Memory mapping is very slow on Windows when using a Quadro card but not when using GeForce card

Hi,

If this is not the correct place please accept my apologies and point me in the right direction.

I have encountered some strange behaviour when memory mapping a file on Windows 10: on a system with a GeForce card mapping a large file (hundreds of GB) takes a few milliseconds, but on the same system with a Quadro card mapping the same file takes thousands of milliseconds. I have repeated the test with various driver versions with the same result.

This problem was first identified in a large OpenGL application we develop but I’ve since narrowed the problem down and created a small test application (source attached) to reproduce the behaviour. The application does the following:

  • Memory maps a file and measures how much time was spent in MapViewOfFile()
  • Calls LoadLibrary() for nvoglv64.dll
  • Memory maps the same file and again measures how much time was spent in MapViewOfFile()

When run on a system with a GeForce card MapViewOfFile() takes the same amount of time before and after nvoglv64.dll is loaded.

When run on the same system, but with a Quadro card, MapViewOfFile() takes 3 orders of magnitude longer after nvoglv64.dll is loaded.

Using xperf and the Windows Performance Analyser (trace attached) I’ve traced the problem to nvoglv64.dll, which appears to hook MapViewOfFile(). It appears that immediately after calling MapViewOfFile() a long time is spent doing ‘something’. As I don’t have access to symbols for nvoglv64.dll I unfortunately can’t see what ‘something’ is.

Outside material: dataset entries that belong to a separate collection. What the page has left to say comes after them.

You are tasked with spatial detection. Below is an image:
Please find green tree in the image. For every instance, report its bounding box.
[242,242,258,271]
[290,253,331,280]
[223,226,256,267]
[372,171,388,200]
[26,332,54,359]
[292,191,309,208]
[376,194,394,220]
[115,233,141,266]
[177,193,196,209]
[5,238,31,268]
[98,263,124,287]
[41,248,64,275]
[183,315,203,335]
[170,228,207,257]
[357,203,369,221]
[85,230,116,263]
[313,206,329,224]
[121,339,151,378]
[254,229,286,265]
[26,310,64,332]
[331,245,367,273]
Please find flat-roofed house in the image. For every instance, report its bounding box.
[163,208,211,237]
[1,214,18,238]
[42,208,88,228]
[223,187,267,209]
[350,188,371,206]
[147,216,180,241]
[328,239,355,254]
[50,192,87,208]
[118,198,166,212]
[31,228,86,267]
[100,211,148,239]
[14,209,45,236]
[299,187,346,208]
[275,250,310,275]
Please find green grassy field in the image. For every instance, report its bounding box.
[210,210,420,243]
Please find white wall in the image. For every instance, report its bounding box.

Can anyone please confirm if this is a bug or intended behaviour? If it is intended behaviour can you also please explain:

  • Why Quadro cards are affected but GeForce ones are not
  • Why this behaviour exists
  • If (and how) it is possible to mitigate it

Thanks

Ian

Attachements:
Source code for test program:
map_file_test.cpp (3.1 KB)

xperf trace showing delay after calling MapViewOfFile():
2020-12-18_18-07-10_Administrator.etl (7.2 MB)